Una punta de lanza hecha de bronce, cubierta de sangre reseca, pero aún roja y brillante como el rubí, emergió del hatillo y la sostuvo en su mano, apretándola con sorprendente fuerza.
El corazón le latía violentamente en el exiguo pecho, como hacía incontables años no lo sentía latir. No desde que ella le encomendó la misión.
Se acercó a la caja y vio lo que estaba esperando, la Bestia estaba consumida, pero aun pataleaba, regenerando su cuerpo por la acción de la luz de la luna.
Si llegaba de nuevo el sol, la Bestia no despertaría a tiempo de refugiarse, era necesario hacer el sacrificio.
Se situó de pie junto a la caja y con un gesto rápido se clavó la lanza en el costado, haciendo que un chorro de sangre manase de él, como si de una fuente se tratase.
-Padre, entrego mi vida para que tu Palabra sea protegida, para que la Humanidad permanezca ignorante, para que Ella no desvele el secreto, que mi vida reviva al Avatar de la Humanidad.
Cayó de rodillas, sintiéndose cada vez más frío y débil.
-Mi señor Jesuah, mi Maestro, tu me encomendaste ser el alimento de la Bestia, cumplo tu voluntad
Silencio al principio.
Mas un susurro sordo se elevó de los restos a medio recomponer en cuanto la sangre empezó a impregnar el polvo que ni el aire había dispersado y este empezó a bailar, a flotar alrededor de Josephus secando su cuerpo y, poco a poco, disolviéndolo hasta que se confundió con el que le rodeaba, formando después una vaga figura que no era sino un cascarón vacío, una imitación de cuerpo.
La Bestia se alzó y palpó su costado, donde la herida le mostraba su falta de humanidad.
-Otro hermano ha pagado el precio de mi permanencia en este mundo -murmuró viendo los trapos que habían sido el hábito de Josephus- ya sólo quedan tres de ellos.
Observó el arado clavado en la caja y un jirón de su propia mortaja, parcialmente quemada por su inmolación diurna y creyó saber que había pasado, así que sin darle más vueltas, empezó a cavar febrilmente con una vieja azada que había allí.
Cuando logró hacer en la dura tierra un agujero lo bastante grande, se metió en él, tras coger la lanza y se cubrió de tierra, no sin antes envolverse en la negra tela que había junto al hábito, dejando el forro de lino blanco hacia el interior.
Permaneció allí, tendido en la oscuridad, escuchando como la gente pasaba por allí, llamando a Josephus, mientras él lloraba sin lágrimas por ser el causante de la muerte de Josef, su hermano, su compañero cuando ambos seguían a su Maestro.
Ya entrada la noche, Iscariote salió de su nicho y se encaminó, en medio de un fuerte viento nocturno que hizo volar el trapo que le cubría, hacia el norte, buscándola.

4 comentarios:

Anita dijo...

Intrigante, muy intrigante. Sigues manteniendo la tensión del relato y eso va a hacer que, cuando los unas, sea una tensión constante. Bueno, ¿qué puedo decirte nuevo después de comentarte el resto de los relatos? Que estoy esperando la siguiente parte para ver en qué queda este rompecabezas que nos estás haciendo montar. Me encanta y sigue asombrándome cada vez que pones una nueva. Va a quedar un relato magnífico, en serio.

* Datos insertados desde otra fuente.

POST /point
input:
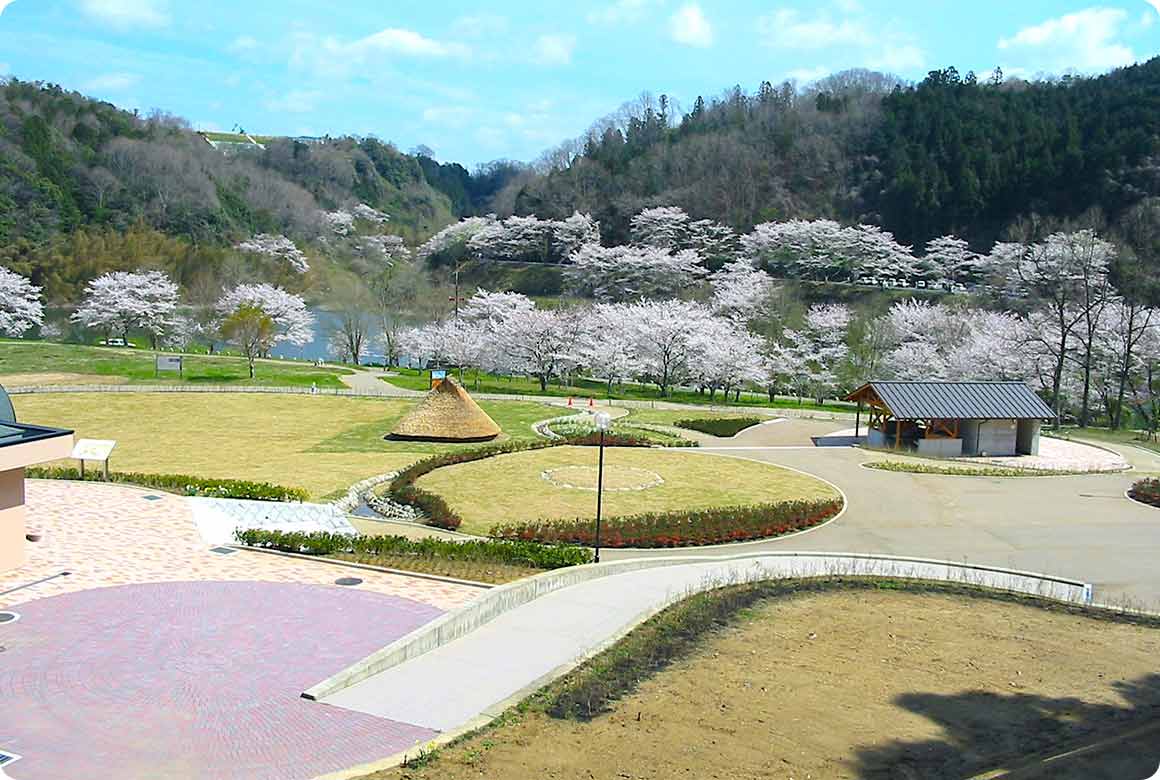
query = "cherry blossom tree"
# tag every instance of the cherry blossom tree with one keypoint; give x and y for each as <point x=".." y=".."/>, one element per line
<point x="20" y="304"/>
<point x="454" y="239"/>
<point x="574" y="232"/>
<point x="664" y="228"/>
<point x="740" y="290"/>
<point x="810" y="356"/>
<point x="538" y="344"/>
<point x="121" y="301"/>
<point x="951" y="259"/>
<point x="727" y="355"/>
<point x="1067" y="276"/>
<point x="292" y="322"/>
<point x="626" y="273"/>
<point x="280" y="247"/>
<point x="665" y="334"/>
<point x="608" y="348"/>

Alberto Abad "El Garras" dijo...

Gracias, vas a hacer que me ponga rojo jajajajajaja

Anita dijo...

Pues mira que lo dudo ¿eh? XD Por cierto, me gusta cómo has redecorado el blog.

Alberto Abad "El Garras" dijo...

Pues no dudes tanto jajajaja

Podrias abrirte uno para ir poniendo a los Caballero ¿no crees?